We are both using the same language but we are definitely not talking about the same thing.

I am taking about a normal playable game, not an mini anything.  I am advocating a Hero product that avoids the chronic insanely hyper-detailed completely unplayable messes that are the past. 

 

If a experienced RPG player cannot read and generate a complete PC in one day of receiving the book, it is a dead on arrival game.  

If a experienced RPG GM cannot read and run a basic included adventure in one day of receiving the book, it is a dead on arrival game.

 

If you include 5 types with 10 options then the players will read all 15 items before making the character because they want to make the best choices.

If you include 10 types with 30 options they will take as much time as possible to understand them all.
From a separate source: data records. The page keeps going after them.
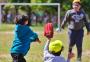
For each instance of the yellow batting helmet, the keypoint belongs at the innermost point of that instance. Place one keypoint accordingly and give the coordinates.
(55, 46)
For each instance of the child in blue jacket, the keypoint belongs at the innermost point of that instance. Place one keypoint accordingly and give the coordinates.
(23, 37)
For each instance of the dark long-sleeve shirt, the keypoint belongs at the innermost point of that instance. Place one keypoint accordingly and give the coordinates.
(75, 20)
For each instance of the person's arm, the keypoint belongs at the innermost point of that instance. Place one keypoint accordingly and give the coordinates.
(66, 18)
(87, 24)
(33, 36)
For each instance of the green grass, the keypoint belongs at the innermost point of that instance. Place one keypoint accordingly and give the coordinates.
(36, 51)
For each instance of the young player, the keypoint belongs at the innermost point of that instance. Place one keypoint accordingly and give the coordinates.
(76, 19)
(23, 37)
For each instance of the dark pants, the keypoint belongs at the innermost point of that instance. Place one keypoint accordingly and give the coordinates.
(18, 57)
(76, 38)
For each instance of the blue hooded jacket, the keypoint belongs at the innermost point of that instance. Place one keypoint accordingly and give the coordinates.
(22, 40)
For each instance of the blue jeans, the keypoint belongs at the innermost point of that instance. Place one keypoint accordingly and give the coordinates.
(76, 38)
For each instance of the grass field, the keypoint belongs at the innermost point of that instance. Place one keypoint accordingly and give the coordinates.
(35, 54)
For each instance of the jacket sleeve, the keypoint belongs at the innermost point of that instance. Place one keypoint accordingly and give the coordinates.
(87, 24)
(66, 18)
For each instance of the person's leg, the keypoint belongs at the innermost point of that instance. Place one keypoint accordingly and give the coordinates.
(18, 57)
(72, 36)
(79, 44)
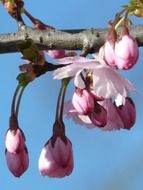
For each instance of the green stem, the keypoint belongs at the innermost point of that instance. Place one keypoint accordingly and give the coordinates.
(18, 101)
(14, 100)
(60, 102)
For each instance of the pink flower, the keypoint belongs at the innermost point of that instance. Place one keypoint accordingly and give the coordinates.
(108, 53)
(56, 159)
(114, 120)
(56, 54)
(97, 118)
(83, 101)
(17, 162)
(106, 82)
(126, 51)
(14, 140)
(127, 113)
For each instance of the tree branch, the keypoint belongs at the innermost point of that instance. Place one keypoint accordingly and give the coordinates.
(88, 40)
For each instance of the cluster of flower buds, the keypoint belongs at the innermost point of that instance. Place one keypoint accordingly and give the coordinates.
(101, 97)
(121, 52)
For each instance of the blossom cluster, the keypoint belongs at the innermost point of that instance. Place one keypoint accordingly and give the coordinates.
(101, 97)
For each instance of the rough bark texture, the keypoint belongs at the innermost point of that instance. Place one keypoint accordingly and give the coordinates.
(88, 40)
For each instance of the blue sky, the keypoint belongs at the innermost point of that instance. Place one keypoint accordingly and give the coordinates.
(103, 160)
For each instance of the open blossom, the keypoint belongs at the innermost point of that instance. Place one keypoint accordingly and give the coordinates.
(56, 54)
(97, 118)
(83, 101)
(18, 162)
(119, 117)
(56, 159)
(106, 82)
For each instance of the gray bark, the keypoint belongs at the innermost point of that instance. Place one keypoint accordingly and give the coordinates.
(88, 40)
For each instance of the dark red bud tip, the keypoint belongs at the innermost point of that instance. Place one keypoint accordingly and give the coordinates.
(13, 122)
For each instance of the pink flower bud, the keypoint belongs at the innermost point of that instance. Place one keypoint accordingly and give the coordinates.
(98, 116)
(83, 101)
(56, 54)
(126, 51)
(109, 54)
(17, 163)
(56, 159)
(14, 140)
(127, 113)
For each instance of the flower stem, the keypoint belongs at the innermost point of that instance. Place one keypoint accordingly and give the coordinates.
(14, 100)
(18, 101)
(60, 102)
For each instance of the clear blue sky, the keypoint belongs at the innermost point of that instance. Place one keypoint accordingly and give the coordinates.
(103, 160)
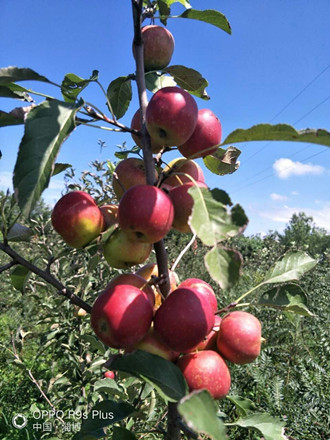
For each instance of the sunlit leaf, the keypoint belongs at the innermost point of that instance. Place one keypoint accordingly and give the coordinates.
(223, 161)
(290, 268)
(162, 374)
(199, 411)
(290, 297)
(47, 127)
(120, 95)
(279, 132)
(210, 16)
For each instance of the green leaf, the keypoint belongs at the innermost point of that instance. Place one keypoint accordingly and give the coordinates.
(290, 297)
(162, 374)
(47, 126)
(120, 95)
(106, 413)
(243, 406)
(210, 16)
(60, 167)
(199, 411)
(19, 277)
(292, 266)
(279, 132)
(270, 427)
(13, 74)
(224, 266)
(223, 161)
(210, 219)
(73, 85)
(122, 434)
(7, 119)
(156, 81)
(12, 90)
(189, 79)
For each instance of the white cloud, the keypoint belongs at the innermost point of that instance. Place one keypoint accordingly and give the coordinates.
(285, 168)
(278, 197)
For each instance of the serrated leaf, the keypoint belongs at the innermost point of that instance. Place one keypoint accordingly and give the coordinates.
(224, 266)
(60, 167)
(120, 95)
(211, 220)
(243, 406)
(162, 374)
(73, 85)
(199, 411)
(12, 90)
(12, 74)
(156, 81)
(47, 126)
(122, 434)
(106, 413)
(223, 161)
(272, 428)
(7, 119)
(292, 266)
(279, 132)
(19, 277)
(209, 16)
(290, 297)
(189, 79)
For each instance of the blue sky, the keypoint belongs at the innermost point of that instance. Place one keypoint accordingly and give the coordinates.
(275, 67)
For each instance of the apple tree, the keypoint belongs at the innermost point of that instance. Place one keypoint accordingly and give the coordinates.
(163, 341)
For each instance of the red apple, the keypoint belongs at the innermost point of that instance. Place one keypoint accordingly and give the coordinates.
(152, 344)
(206, 370)
(109, 374)
(77, 218)
(183, 204)
(129, 172)
(110, 215)
(207, 134)
(239, 338)
(121, 252)
(145, 213)
(179, 167)
(158, 47)
(136, 125)
(203, 288)
(121, 316)
(134, 280)
(171, 116)
(184, 319)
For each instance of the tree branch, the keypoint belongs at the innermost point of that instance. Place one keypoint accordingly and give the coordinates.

The more you add, the less of a chance people will actually play it.

 

And I am not talking just Hero here, a game does not to try an pack in everything in the first book.  If it catches on it can expand. 

 

And stop with all the cultures, no one actually uses any of them.  All they are is a selector for a free skill or something, but no one actually role plays any of them.  Even D&D's backgrounds are pretty much ignored after the player scarfs the freebee.  An RPG is a game for people to play out adventures, not  a method for game designers to try and build in depth realistic economies and social structures.  There are many of them out there and yet they are not the games that are actually being played. 

 

A good RPG book has information that will actually be used, not tons of information that only serves to confuse and obfuscate the game.  Extra information is what follow on books are for. 

 

Now it is true that I believe that Hero needs short intro books that use pre-generated material to teach how to play a game powered by Hero.  But full powered by Hero games will need to take in consideration the same need cut back on excessive volume that all RPG's need.  The point is to give players the ability to play, not try to impress people with page count of minutia. 

 

All just an opinion of course, but the more time goes on the more it seems to be borne out.

 

My starting point was riffing from the Narosia example.  The various tiers could certainly be trimmed, and there is no magic to any of the numbers, just enough choices to engage the players.  I'd put in "cultures" only as options to "races", and because I want a Dwarf, Elf or Human to have the same point costs so we don't have "humans end up with 50 points of free-form spending" which leads to analysis paralysis.  But let's not kid ourselves - the race gets left in the dust just as fast as a culture or background, and we have a human with pointy ears that spent some Life Support points on an extended lifespan because he wanted all the other benefits Elf contained.  Actually, we should also bundle the Complications into these package.  Hero has a built-in ability to enforce some role playing with that Culture selection.  Plus, I don't want "now pick 75 points of build-your-own complications".

 

But my starting point is the full game - without any intention to release three sourcebooks of new races/cultures, classes/vocations and backgrounds in the first year or two.  The focus there should be expanding the adventure, with whatever setting expansions, monsters, etc. are needed to support it (even a Rules Expansion if we need it), and growing the races, vocations and backgrounds with new, more powerful abilties as the heroes gain experience.  We can also add new lower-power abilities that could be used by starting characters, assuming they can use experience to buy more of these rather than big powers (maybe our Priest selects one Major Miracle, two Moderate Miracles or thee Minor Miracles - and yes, those need better names - or maybe he just gets to invest in more Miracles, some of which are more powerful, and more expensive, than others).

 

The starting point for the first book would be "how long is the book?"  Then "how many pages for each section?".  The number of choices will have to fit the allotted page count.  That includes leaving out mechanics wholesale to fit.  To me, a major key to a playable Hero game is "here is a manageable amount of choices", not "and then spend the 75 points left over on whatever you want".

 

D&D does this with "you get this much in Characteristics"; now pick a race - it has these abilities (and perhaps some alternates to select between); now pick a class - it has these abilities (it may have some internal choices like spells or bardic talents; it probably enhances some stats, like Warriors getting extra BOD); now pick your skills - you get this many (really, this is part of Class in D&D) and select a Feat.  I focus on the 3e model as that is where I am most familiar.

 

Rules and mechanics, of course.  Gear choices.

 

Enough setting and monsters to run the included adventure(s) and enough adventure to whet their appetite to buy an adventure book.